La Dirección de Ecología de Los Cabos clausuró un predio en "El Romerillal" usado para llevar material en helicóptero a la Sierra de la Laguna.
El decomiso se efectuó en la tarde del martes, luego de que activistas y ciudadanos denunciaron sobrevuelos e introducción de insumos pesados para construcción en la Reserva de la Biosfera.
Defensores ambientales alertaron que estas actividades ilegales ponen en riesgo inminente a la Sierra de la Laguna, ecosistema fundamental catalogado como "la fábrica de agua" y el principal tinaco natural que recarga los acuíferos de los municipios de La Paz y Los Cabos.
Controversia con alcaldesa de La Paz
Al respecto, la organización civil Frente Ciudadano en Defensa del Agua y la Vida, conocida como "Freciudav", en conferencia de prensa rechazó tajantemente que el Ayuntamiento de La Paz se deslinde del conflicto bajo el argumento de que el espacio es de administración puramente federal.
La controversia escaló luego de que la alcaldesa de La Paz, Milena Quiroga Romero, utilizara su sección informativa semanal del "Detector de Mentiras" para asegurar públicamente que el área protegida es una reserva federal regulada exclusivamente por el Gobierno de México y que no entraba en la competencia de su administración.
Ante la presión social y las críticas por parte de los activistas, la propia alcaldesa tuvo que rectificar públicamente admitiendo que cometieron un error de precisión institucional y reconoció que el municipio sí ostenta facultades jurídicas para vigilar, investigar y sancionar el uso de suelo o edificaciones ilegales dentro de su demarcación.
Activistas exhiben origen de obra clandestina
Por su parte, los representantes del "Freciudav" expusieron el origen de la infraestructura clandestina, ligándola directamente al predio rústico denominado "San Miguelito", propiedad de 90 hectáreas localizada en las inmediaciones de la sierra.

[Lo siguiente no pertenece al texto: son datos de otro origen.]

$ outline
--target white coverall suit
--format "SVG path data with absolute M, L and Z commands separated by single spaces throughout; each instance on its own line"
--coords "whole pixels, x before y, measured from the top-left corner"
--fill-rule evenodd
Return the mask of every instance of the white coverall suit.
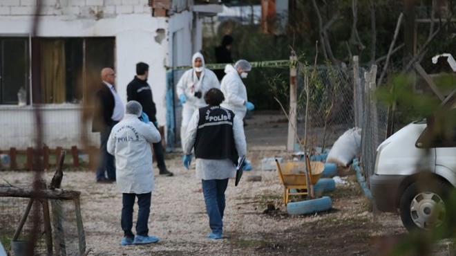
M 195 71 L 195 60 L 201 59 L 202 71 L 198 79 Z M 191 58 L 193 68 L 189 69 L 180 77 L 178 82 L 176 92 L 178 97 L 184 95 L 186 102 L 182 104 L 182 120 L 180 125 L 180 138 L 185 138 L 185 131 L 189 125 L 190 118 L 195 111 L 200 107 L 206 107 L 205 93 L 211 88 L 220 89 L 220 85 L 216 74 L 211 70 L 205 68 L 205 58 L 200 53 L 196 53 Z M 195 92 L 200 91 L 201 98 L 195 96 Z

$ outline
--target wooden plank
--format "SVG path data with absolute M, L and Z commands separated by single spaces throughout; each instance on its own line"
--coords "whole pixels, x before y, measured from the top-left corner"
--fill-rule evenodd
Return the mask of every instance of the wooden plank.
M 49 168 L 49 147 L 43 147 L 43 167 Z
M 91 169 L 96 168 L 98 149 L 95 147 L 91 146 L 88 149 L 87 154 L 88 154 L 88 167 Z
M 49 212 L 49 201 L 44 199 L 43 204 L 43 221 L 44 222 L 44 232 L 46 233 L 46 246 L 48 256 L 53 255 L 53 229 L 50 227 L 50 213 Z
M 415 69 L 418 71 L 418 73 L 424 78 L 424 80 L 428 83 L 428 85 L 429 85 L 429 87 L 434 91 L 434 93 L 439 98 L 440 101 L 444 101 L 445 100 L 445 97 L 444 97 L 444 95 L 441 93 L 440 90 L 439 90 L 439 88 L 435 85 L 434 83 L 434 81 L 433 81 L 432 78 L 428 75 L 427 73 L 424 71 L 421 65 L 419 64 L 419 63 L 416 62 L 414 65 Z
M 33 170 L 33 148 L 27 147 L 27 170 Z
M 167 10 L 153 8 L 153 17 L 167 17 Z
M 26 223 L 26 221 L 27 220 L 28 214 L 30 212 L 30 209 L 32 209 L 32 205 L 33 205 L 33 199 L 31 198 L 28 201 L 28 204 L 26 208 L 26 211 L 23 212 L 23 214 L 22 215 L 21 220 L 19 221 L 19 225 L 15 231 L 15 235 L 13 235 L 12 236 L 12 241 L 17 241 L 19 235 L 21 235 L 21 232 L 22 232 L 22 228 L 23 228 L 23 225 Z
M 77 226 L 77 237 L 79 237 L 79 255 L 82 255 L 86 252 L 86 234 L 82 224 L 82 215 L 81 214 L 81 202 L 79 198 L 76 197 L 75 201 L 75 209 L 76 214 L 76 226 Z
M 79 167 L 79 158 L 77 155 L 77 147 L 71 147 L 71 156 L 73 156 L 73 166 L 75 167 Z
M 15 170 L 17 168 L 17 161 L 16 159 L 16 148 L 11 147 L 10 149 L 10 169 Z
M 0 185 L 0 196 L 42 198 L 47 199 L 73 200 L 79 196 L 81 192 L 74 190 L 60 189 L 41 190 L 37 193 L 30 187 L 12 187 Z
M 55 165 L 59 165 L 59 158 L 60 157 L 60 154 L 61 153 L 61 147 L 57 147 L 57 149 L 55 149 Z
M 59 200 L 51 201 L 53 208 L 53 226 L 54 226 L 54 246 L 57 255 L 66 256 L 66 245 L 65 244 L 65 230 L 62 223 L 61 201 Z

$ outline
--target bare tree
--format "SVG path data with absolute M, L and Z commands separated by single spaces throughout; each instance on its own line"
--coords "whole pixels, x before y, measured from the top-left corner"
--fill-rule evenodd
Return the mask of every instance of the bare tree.
M 326 4 L 325 2 L 324 3 L 325 4 Z M 327 35 L 327 30 L 330 29 L 331 26 L 332 26 L 332 24 L 334 24 L 334 23 L 336 22 L 336 21 L 338 20 L 340 17 L 340 12 L 339 10 L 339 7 L 337 8 L 337 11 L 332 16 L 331 19 L 330 19 L 330 21 L 327 21 L 323 26 L 323 19 L 321 18 L 320 9 L 319 9 L 319 6 L 316 4 L 316 1 L 315 0 L 312 0 L 312 4 L 314 6 L 314 9 L 315 10 L 316 17 L 319 20 L 319 32 L 320 34 L 320 40 L 321 41 L 322 43 L 322 46 L 323 46 L 322 49 L 323 51 L 323 55 L 325 56 L 325 58 L 329 59 L 332 64 L 336 64 L 338 63 L 338 61 L 336 60 L 334 55 L 332 54 L 332 50 L 331 49 L 331 44 L 330 42 L 330 38 Z M 338 1 L 336 1 L 335 6 L 339 6 Z

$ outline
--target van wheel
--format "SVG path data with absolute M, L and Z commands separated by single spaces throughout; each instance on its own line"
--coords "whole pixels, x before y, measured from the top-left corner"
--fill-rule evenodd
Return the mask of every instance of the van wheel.
M 415 182 L 407 188 L 401 197 L 399 210 L 408 232 L 428 232 L 444 227 L 449 214 L 445 201 L 450 190 L 448 183 L 435 179 Z

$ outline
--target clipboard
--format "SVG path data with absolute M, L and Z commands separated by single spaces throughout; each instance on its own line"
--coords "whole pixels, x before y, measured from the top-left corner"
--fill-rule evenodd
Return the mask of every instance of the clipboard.
M 240 156 L 238 159 L 238 166 L 236 168 L 236 181 L 234 181 L 234 185 L 237 186 L 239 184 L 239 181 L 240 181 L 240 177 L 243 176 L 243 172 L 244 172 L 244 161 L 245 161 L 245 156 Z

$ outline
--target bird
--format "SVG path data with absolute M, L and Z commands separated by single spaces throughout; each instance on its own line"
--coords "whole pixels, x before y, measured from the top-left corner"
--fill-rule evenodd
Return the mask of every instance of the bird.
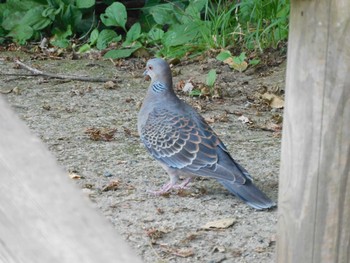
M 253 184 L 251 175 L 232 158 L 205 119 L 175 94 L 171 69 L 164 59 L 148 60 L 143 75 L 151 83 L 138 113 L 138 132 L 170 177 L 154 194 L 185 188 L 194 177 L 207 177 L 256 210 L 276 206 Z M 182 175 L 186 179 L 177 184 Z

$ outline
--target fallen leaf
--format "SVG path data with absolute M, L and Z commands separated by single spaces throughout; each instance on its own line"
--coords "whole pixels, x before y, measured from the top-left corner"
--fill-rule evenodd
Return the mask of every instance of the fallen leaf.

En ese sitio se promovía el proyecto de desarrollo ecoturístico "Santuario del Tío Checo", impulsado por la asociación civil Hermandad en Armonía, organización a la que los activistas señalan públicamente de estar vinculada con liderazgos y militantes del Partido Verde Ecologista de México.
Aunque la Secretaría de Medio Ambiente y Recursos Naturales resolvió no admitir a evaluación el trámite de impacto ambiental para este complejo, senderistas y pobladores rurales documentaron que los vuelos del helicóptero continuaron de forma sospechosa desde el 30 de abril, descubriendo cargamentos ocultos de vigas de acero estructural, generadores eléctricos, combustible y sacos de cemento escondidos bajo lonas entre la maleza.
Ante la acumulación de evidencias en la región limítrofe de ambos municipios, la Dirección de Gestión y Normatividad Ambiental de Los Cabos activó un operativo de inspección de emergencia en la delegación de Miraflores con auxilio de la Dirección de Seguridad Pública y la Policía Preventiva.
Evalúan y aseguran zona afectada
Gustavo Castro Zumaya, titular de la dependencia, detalló que el terreno afectado cumple con todas las características de suelo forestal al poseer vegetación nativa de zonas áridas, ubicándose a una distancia aproximada de 3.8 kilómetros de la línea de la reserva.
Al evaluar los daños físicos, el funcionario especificó que en el lugar “se inició desmonte y movimiento de tierra sin la autorización de la Dirección General de Ecología y Medio Ambiente; no se encontraron especies reubicadas ni tampoco se observó vivero para rescate; en ese sentido, se procedió a realizar la clausura del predio”.
Por su parte, el gobierno de Los Cabos respaldó legalmente las sanciones mediante la postura oficial del alcalde Christian Agúndez Gómez, quien expuso que “en este gobierno, el desarrollo solo es posible con respeto irrestricto al medio ambiente”.